This will facilitate retrospective analyses that would be impossible otherwise. And why not generate models with a view to preventing future structural risks to the structure. In order to build on all aspects of this application, the MAP team can rely on its unique experience honed during its many digital documentation projects of architectural heritage (such as the Aïoli platform, see the video above). These software building blocks will serve as pillars, and will facilitate the management, annotation, and 4D visualization (spatial and temporal) of this massive set of data.

De Luca especially wants this collaborative platform to “memorize the process of analysis and interpretation conducted by all those involved in this vast project.” This could produce documentation on the forms of intervention on the cathedral, and thereby better coordinate restoration efforts in the future.

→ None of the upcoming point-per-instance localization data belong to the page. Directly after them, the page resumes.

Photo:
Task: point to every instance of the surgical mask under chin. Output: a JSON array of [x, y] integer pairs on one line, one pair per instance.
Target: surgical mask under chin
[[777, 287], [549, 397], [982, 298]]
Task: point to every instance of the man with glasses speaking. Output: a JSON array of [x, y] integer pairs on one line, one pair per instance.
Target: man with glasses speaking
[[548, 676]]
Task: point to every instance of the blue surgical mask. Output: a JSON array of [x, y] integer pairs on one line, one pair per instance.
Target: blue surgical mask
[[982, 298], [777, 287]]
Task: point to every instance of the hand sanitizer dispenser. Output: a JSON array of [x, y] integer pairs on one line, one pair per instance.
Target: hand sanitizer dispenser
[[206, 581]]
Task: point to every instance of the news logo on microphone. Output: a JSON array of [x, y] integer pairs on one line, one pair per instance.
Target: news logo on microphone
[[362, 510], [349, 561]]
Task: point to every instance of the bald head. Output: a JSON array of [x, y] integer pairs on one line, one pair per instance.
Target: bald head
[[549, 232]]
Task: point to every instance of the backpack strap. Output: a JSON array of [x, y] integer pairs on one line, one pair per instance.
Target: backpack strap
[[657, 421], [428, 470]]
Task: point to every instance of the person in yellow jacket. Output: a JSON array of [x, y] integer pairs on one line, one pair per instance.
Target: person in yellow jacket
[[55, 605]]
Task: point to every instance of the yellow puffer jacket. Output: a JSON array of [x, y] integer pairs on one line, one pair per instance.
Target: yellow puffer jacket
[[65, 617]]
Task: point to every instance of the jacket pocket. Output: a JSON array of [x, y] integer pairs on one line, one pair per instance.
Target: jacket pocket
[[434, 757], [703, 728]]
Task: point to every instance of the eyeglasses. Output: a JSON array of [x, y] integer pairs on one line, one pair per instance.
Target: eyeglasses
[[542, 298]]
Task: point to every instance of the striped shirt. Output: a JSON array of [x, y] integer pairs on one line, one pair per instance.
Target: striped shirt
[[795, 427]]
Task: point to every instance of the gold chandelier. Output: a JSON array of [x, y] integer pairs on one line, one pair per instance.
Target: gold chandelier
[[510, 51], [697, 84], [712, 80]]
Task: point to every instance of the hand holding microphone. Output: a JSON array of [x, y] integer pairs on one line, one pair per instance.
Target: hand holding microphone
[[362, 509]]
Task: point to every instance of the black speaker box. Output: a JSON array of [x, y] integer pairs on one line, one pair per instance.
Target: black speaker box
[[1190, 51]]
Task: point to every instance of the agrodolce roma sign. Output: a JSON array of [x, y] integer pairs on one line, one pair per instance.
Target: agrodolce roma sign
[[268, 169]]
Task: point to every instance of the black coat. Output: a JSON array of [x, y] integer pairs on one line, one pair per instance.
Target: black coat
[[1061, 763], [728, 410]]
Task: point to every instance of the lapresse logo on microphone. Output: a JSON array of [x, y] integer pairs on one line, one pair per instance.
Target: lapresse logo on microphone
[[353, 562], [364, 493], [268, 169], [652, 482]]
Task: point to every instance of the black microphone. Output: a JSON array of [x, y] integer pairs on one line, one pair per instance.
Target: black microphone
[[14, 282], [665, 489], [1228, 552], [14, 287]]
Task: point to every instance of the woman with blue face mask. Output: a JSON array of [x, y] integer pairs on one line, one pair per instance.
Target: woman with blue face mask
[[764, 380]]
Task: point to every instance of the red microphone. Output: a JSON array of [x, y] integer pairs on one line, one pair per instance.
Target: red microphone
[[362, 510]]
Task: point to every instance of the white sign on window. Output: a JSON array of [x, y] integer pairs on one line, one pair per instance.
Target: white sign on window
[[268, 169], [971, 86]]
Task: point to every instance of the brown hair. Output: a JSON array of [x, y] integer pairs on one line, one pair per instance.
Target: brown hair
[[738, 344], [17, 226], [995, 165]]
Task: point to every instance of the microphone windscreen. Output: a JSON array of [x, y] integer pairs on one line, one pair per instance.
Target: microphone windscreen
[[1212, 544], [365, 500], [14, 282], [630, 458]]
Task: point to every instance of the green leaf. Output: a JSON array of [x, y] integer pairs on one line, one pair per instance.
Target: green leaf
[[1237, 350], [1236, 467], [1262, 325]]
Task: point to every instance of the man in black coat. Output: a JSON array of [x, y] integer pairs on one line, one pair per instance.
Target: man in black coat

Finally, from an anthropological point of view, this unprecedented documentation will offer researchers invaluable material for understanding how scientists and professionals organize the study of architectural heritage. As a result, the restoration of Notre-Dame de Paris also marks the beginning of a literally historic digital project.

Footnotes
  • 1. Unité CNRS/Ministère de la Culture.
  • 2. A computer program that can be used to explore the Earth.
  • 3. Unité CNRS/Huma-NUM/Archéovision.
  • 4. Unité CNRS/Aix-Marseille Universtité/Campus Condorcet Paris-Aubervilliers.